Una cosecha récord coincide con una demanda récord
Brasil produjo 141,7 millones de toneladas de maíz en 2024/2025, un 23,6% más que en la campaña anterior, según el Instituto Brasileño de Geografía y Estadística. La producción se duplicó en diez años, mientras que la superficie sembrada creció cerca de un 38%, señal de una mejora considerable de la productividad. Los agricultores ampliaron después el área de cultivo aproximadamente un 4% este año.
La Compañía Nacional de Abastecimiento proyecta un ligero descenso de la producción y los rendimientos en 2025/2026, principalmente por factores climáticos. Aun así, la fuerte demanda ha compensado parcialmente el aumento de los costes de fertilizantes, transporte, seguros y financiación. Felipe Junqueira, de Scot Consultoria, afirmó que la excelente cosecha de 2024/2025 coincidió con una demanda récord liderada por las plantas de etanol de maíz. Por ello, el aumento de la oferta no hizo bajar los precios.

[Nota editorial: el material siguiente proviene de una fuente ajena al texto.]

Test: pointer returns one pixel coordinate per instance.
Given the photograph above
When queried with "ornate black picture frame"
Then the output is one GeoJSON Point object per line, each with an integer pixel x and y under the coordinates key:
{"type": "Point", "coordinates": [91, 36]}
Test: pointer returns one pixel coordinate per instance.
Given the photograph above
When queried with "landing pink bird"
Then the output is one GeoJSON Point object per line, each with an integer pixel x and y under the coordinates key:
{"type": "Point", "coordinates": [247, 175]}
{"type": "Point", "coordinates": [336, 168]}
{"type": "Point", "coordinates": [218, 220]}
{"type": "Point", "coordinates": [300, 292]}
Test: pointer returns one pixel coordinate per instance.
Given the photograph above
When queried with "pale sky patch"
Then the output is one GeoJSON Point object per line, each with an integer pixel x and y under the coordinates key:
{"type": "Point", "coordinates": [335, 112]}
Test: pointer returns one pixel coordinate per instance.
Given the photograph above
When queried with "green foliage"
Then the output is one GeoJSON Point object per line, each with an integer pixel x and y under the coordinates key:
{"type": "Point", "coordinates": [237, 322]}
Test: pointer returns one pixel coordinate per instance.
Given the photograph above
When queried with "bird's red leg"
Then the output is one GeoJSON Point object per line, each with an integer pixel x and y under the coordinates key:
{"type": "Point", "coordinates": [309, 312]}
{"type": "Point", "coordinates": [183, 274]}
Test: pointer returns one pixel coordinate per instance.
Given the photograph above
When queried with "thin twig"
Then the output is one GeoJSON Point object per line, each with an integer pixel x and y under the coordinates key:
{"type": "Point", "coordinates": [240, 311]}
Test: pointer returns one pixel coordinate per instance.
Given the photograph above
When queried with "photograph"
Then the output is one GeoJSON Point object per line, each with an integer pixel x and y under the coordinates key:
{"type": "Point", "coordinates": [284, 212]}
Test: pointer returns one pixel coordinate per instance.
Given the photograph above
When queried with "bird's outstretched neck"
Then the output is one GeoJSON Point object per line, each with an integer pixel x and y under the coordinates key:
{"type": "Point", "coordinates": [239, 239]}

La producción de etanol genera además granos secos y húmedos de destilería, conocidos como DDG y WDG. Estos coproductos, ricos en proteínas y fibra, se utilizan para alimentar ganado y también pueden destinarse a la producción lechera y porcina. Su disponibilidad vincula más estrechamente la transformación de grano con la industria brasileña de proteína animal y puede abaratar los piensos regionales.
La captura de carbono y el combustible aéreo abren mercados
FS, la primera empresa brasileña que produjo etanol de maíz, prevé inaugurar en septiembre una instalación de captura y almacenamiento de carbono en Lucas do Rio Verde, Mato Grosso. El sistema BECCS capturará carbono de los tanques de fermentación, lo presurizará y lo inyectará bajo tierra. Valor Econômico señala que el proyecto busca convertir a FS en el primer productor brasileño de combustible con balance negativo de carbono.
La aviación y el transporte marítimo podrían aportar las siguientes fuentes de demanda. El consumo mundial actual de queroseno de aviación se acerca a 400.000 millones de litros, mientras que la producción de combustible sostenible de aviación es de 2 millones de toneladas. Esa cifra equivale al 0,6% de la demanda mundial o a menos de cuatro días de operaciones aéreas. Según Ana Lígia Lenat, de la Confederación de Agricultura y Ganadería de Brasil, el SAF puede reducir hasta un 90% las emisiones de carbono del combustible fósil.
Summit Agriculture Group, accionista fundador de FS, anunció la creación de JetBio para producir combustible sostenible de aviación a partir de etanol en Brasil. El proyecto contempla una inversión de hasta 2.000 millones de dólares y el inicio de la producción a partir de 2030. Estas iniciativas podrían conectar la creciente capacidad brasileña de transformación de maíz con los objetivos mundiales de descarbonización, aunque su avance dependerá de la inversión, la implantación tecnológica y la demanda de combustibles con menos carbono.